Humagne Rouge Correctly known as Cornalin [d’Aoste]. Distinctive, late-ripening Valais variety; can have a rustic character and pronounced tannins, but in the right hands it gives scented, cherry-red wines that can age with elegance.
Merlot Arrived in Ticino from Bordeaux in 1906 and now occupies 90% of the canton’s vineyard area. Made both as a varietal and in Bordeaux-style blends, plus small amounts vinified as white wine.
Switzerland’s six wine regions
Valais (33% of total wine volume produced) In the heart of the Alps, with vineyards extending over 100km along the Rhône river.
Vaud (25%) Predominantly along the shores of Lake Geneva, with some vineyards at the southwestern end of Lake Neuchâtel.
German-speaking region (19%) Widely scattered across 17 German-speaking cantons from Basel and Aargau in the northwest via Zurich, Schaafhausen and Thurgau, to St Gallen and Graubünden in the east.
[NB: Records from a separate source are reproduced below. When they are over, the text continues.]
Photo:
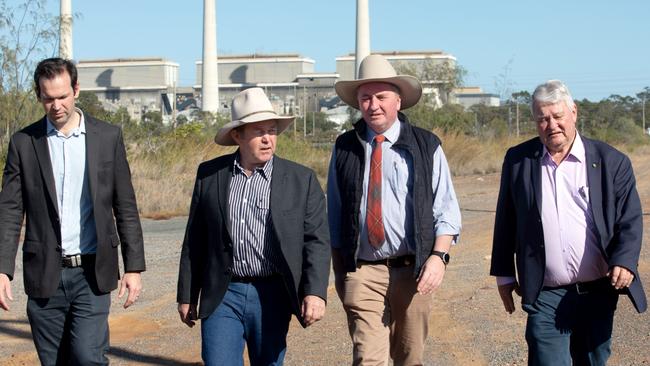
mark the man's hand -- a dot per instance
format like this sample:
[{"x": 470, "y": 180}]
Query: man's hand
[
  {"x": 133, "y": 282},
  {"x": 621, "y": 277},
  {"x": 5, "y": 291},
  {"x": 505, "y": 291},
  {"x": 431, "y": 275},
  {"x": 312, "y": 309},
  {"x": 188, "y": 314}
]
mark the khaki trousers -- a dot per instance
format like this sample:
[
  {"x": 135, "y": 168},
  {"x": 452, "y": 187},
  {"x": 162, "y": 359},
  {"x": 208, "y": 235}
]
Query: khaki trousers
[{"x": 386, "y": 315}]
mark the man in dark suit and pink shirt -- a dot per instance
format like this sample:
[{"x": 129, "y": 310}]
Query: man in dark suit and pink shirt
[
  {"x": 256, "y": 249},
  {"x": 567, "y": 235}
]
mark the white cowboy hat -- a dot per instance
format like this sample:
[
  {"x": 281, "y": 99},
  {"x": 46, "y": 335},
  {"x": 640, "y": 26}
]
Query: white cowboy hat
[
  {"x": 376, "y": 69},
  {"x": 250, "y": 106}
]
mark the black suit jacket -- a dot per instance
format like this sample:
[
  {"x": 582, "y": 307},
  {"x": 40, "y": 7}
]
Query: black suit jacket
[
  {"x": 615, "y": 205},
  {"x": 28, "y": 191},
  {"x": 300, "y": 224}
]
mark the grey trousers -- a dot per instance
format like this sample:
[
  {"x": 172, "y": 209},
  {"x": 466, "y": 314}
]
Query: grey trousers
[{"x": 71, "y": 327}]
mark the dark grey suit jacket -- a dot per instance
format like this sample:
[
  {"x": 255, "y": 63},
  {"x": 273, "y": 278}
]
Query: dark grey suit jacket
[
  {"x": 300, "y": 224},
  {"x": 615, "y": 205},
  {"x": 28, "y": 191}
]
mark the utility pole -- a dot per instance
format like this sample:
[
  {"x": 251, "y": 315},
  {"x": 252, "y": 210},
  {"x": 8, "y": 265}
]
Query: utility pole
[
  {"x": 517, "y": 115},
  {"x": 304, "y": 112},
  {"x": 643, "y": 113}
]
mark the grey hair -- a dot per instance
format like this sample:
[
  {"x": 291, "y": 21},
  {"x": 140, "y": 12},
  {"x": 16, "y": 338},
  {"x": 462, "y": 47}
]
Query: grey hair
[{"x": 551, "y": 92}]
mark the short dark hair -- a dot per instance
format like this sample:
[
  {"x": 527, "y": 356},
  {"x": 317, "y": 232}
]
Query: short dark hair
[{"x": 51, "y": 68}]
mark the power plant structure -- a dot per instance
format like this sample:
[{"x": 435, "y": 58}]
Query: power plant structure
[{"x": 142, "y": 85}]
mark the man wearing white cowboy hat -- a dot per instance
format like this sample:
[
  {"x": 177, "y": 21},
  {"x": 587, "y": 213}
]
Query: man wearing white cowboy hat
[
  {"x": 256, "y": 247},
  {"x": 393, "y": 217}
]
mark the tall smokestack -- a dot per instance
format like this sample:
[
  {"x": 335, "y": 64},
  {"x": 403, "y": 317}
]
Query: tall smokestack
[
  {"x": 209, "y": 82},
  {"x": 363, "y": 35},
  {"x": 65, "y": 30}
]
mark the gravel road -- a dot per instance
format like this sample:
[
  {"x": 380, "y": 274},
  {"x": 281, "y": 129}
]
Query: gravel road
[{"x": 469, "y": 325}]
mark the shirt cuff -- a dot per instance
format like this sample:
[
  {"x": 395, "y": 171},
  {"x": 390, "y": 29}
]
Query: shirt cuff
[{"x": 505, "y": 280}]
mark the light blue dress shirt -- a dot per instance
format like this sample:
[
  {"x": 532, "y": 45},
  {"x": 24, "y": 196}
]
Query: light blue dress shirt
[
  {"x": 68, "y": 158},
  {"x": 396, "y": 198}
]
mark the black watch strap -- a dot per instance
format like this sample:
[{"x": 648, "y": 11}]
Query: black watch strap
[{"x": 443, "y": 255}]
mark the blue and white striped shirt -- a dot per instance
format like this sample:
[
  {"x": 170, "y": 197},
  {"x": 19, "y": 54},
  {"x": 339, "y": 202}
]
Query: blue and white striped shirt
[{"x": 251, "y": 227}]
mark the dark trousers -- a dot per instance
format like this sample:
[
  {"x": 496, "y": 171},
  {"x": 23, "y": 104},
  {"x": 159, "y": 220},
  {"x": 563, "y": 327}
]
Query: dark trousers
[
  {"x": 71, "y": 327},
  {"x": 568, "y": 328}
]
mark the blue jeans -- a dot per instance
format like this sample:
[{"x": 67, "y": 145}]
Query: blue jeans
[
  {"x": 71, "y": 327},
  {"x": 256, "y": 314},
  {"x": 566, "y": 328}
]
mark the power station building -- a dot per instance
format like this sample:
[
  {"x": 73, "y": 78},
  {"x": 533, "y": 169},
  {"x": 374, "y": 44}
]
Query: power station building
[{"x": 151, "y": 84}]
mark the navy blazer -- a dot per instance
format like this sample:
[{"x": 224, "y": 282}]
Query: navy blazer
[
  {"x": 28, "y": 191},
  {"x": 299, "y": 221},
  {"x": 615, "y": 205}
]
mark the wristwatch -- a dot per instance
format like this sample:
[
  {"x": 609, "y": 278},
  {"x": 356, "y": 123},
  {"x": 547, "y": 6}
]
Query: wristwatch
[{"x": 443, "y": 255}]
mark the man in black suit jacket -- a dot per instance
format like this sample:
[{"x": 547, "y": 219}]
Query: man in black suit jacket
[
  {"x": 567, "y": 235},
  {"x": 256, "y": 248},
  {"x": 67, "y": 174}
]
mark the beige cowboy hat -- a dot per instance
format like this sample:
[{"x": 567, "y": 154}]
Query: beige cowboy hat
[
  {"x": 376, "y": 69},
  {"x": 250, "y": 106}
]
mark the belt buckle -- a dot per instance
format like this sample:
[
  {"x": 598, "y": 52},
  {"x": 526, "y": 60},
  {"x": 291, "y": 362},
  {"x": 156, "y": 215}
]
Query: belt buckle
[
  {"x": 580, "y": 290},
  {"x": 73, "y": 260}
]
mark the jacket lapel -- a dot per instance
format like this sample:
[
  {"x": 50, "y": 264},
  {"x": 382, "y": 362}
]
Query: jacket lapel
[
  {"x": 92, "y": 155},
  {"x": 594, "y": 181},
  {"x": 43, "y": 156},
  {"x": 278, "y": 186},
  {"x": 223, "y": 177}
]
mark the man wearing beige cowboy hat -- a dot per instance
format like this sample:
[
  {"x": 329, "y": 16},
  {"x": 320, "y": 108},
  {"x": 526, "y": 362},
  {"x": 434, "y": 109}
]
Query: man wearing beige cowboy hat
[
  {"x": 393, "y": 217},
  {"x": 256, "y": 248}
]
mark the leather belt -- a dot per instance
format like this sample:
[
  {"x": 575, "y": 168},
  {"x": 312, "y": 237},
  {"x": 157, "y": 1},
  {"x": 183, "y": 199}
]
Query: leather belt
[
  {"x": 251, "y": 279},
  {"x": 583, "y": 288},
  {"x": 77, "y": 260},
  {"x": 403, "y": 261}
]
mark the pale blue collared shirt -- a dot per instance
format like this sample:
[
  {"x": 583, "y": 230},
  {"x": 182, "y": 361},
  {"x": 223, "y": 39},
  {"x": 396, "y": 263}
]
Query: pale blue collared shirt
[
  {"x": 68, "y": 158},
  {"x": 396, "y": 198}
]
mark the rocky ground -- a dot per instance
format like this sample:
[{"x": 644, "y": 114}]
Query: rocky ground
[{"x": 469, "y": 325}]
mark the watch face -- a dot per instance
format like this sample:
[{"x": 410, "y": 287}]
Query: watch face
[{"x": 444, "y": 256}]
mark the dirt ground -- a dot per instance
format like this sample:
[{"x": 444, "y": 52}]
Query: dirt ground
[{"x": 468, "y": 325}]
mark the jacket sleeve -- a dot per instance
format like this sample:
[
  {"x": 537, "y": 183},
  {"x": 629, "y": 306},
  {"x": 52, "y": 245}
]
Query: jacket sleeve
[
  {"x": 126, "y": 214},
  {"x": 625, "y": 247},
  {"x": 11, "y": 211},
  {"x": 192, "y": 253},
  {"x": 316, "y": 252},
  {"x": 505, "y": 227}
]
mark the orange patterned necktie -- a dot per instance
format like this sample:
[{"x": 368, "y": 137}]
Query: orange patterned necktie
[{"x": 374, "y": 220}]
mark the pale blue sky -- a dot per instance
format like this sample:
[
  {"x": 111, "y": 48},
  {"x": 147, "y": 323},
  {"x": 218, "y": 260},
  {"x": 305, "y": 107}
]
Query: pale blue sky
[{"x": 597, "y": 47}]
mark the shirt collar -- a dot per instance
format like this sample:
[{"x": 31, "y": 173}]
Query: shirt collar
[
  {"x": 577, "y": 151},
  {"x": 391, "y": 134},
  {"x": 265, "y": 170},
  {"x": 51, "y": 130}
]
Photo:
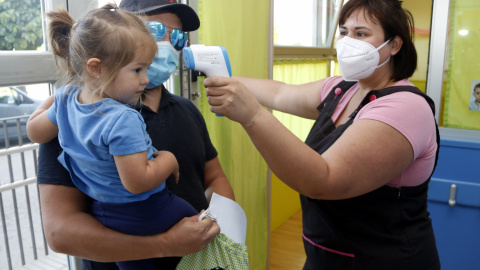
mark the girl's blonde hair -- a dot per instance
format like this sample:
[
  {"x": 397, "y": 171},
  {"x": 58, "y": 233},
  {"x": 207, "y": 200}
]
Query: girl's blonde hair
[{"x": 107, "y": 33}]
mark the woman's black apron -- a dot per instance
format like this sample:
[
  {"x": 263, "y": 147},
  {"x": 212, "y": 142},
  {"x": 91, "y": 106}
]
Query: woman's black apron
[{"x": 388, "y": 228}]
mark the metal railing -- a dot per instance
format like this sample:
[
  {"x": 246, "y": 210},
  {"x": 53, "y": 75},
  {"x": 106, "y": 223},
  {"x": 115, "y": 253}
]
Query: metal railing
[{"x": 23, "y": 240}]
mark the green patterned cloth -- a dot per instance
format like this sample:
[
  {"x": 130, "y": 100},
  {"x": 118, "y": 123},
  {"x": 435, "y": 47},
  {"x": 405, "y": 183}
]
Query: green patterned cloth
[{"x": 221, "y": 252}]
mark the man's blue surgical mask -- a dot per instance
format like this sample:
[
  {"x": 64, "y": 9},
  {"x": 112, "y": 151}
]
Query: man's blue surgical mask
[{"x": 164, "y": 63}]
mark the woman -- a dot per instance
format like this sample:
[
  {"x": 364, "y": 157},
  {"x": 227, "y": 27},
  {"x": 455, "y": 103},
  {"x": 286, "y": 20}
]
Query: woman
[{"x": 364, "y": 169}]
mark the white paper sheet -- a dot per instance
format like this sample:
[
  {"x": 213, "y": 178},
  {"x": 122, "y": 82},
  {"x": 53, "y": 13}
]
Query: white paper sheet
[{"x": 230, "y": 217}]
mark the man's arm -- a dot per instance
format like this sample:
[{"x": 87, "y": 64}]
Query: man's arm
[
  {"x": 216, "y": 180},
  {"x": 70, "y": 229}
]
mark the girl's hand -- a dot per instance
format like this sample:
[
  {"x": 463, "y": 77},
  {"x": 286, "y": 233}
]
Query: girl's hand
[{"x": 232, "y": 99}]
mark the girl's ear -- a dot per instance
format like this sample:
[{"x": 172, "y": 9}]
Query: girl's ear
[
  {"x": 94, "y": 67},
  {"x": 396, "y": 45}
]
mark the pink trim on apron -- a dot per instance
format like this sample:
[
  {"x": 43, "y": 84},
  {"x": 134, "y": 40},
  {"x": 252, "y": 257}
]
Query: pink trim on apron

Geneva (10%) In the foothills of the sub-Alpine Jura mountains and both banks of the Rhône as it leaves the western end of Lake Geneva.
Ticino (7%) On the southern side of the Alps close to the Italian border, with abundant sunshine tempered by lake-effect rain from its proximity to Lakes Lugano and Maggiore.
Three Lakes (5%) Mostly on the slopes of the Jura along the northern banks of Lake Neuchâtel, with the balance on the equivalent shores of nearby Lakes Biel/Bienne and Murten/Morat.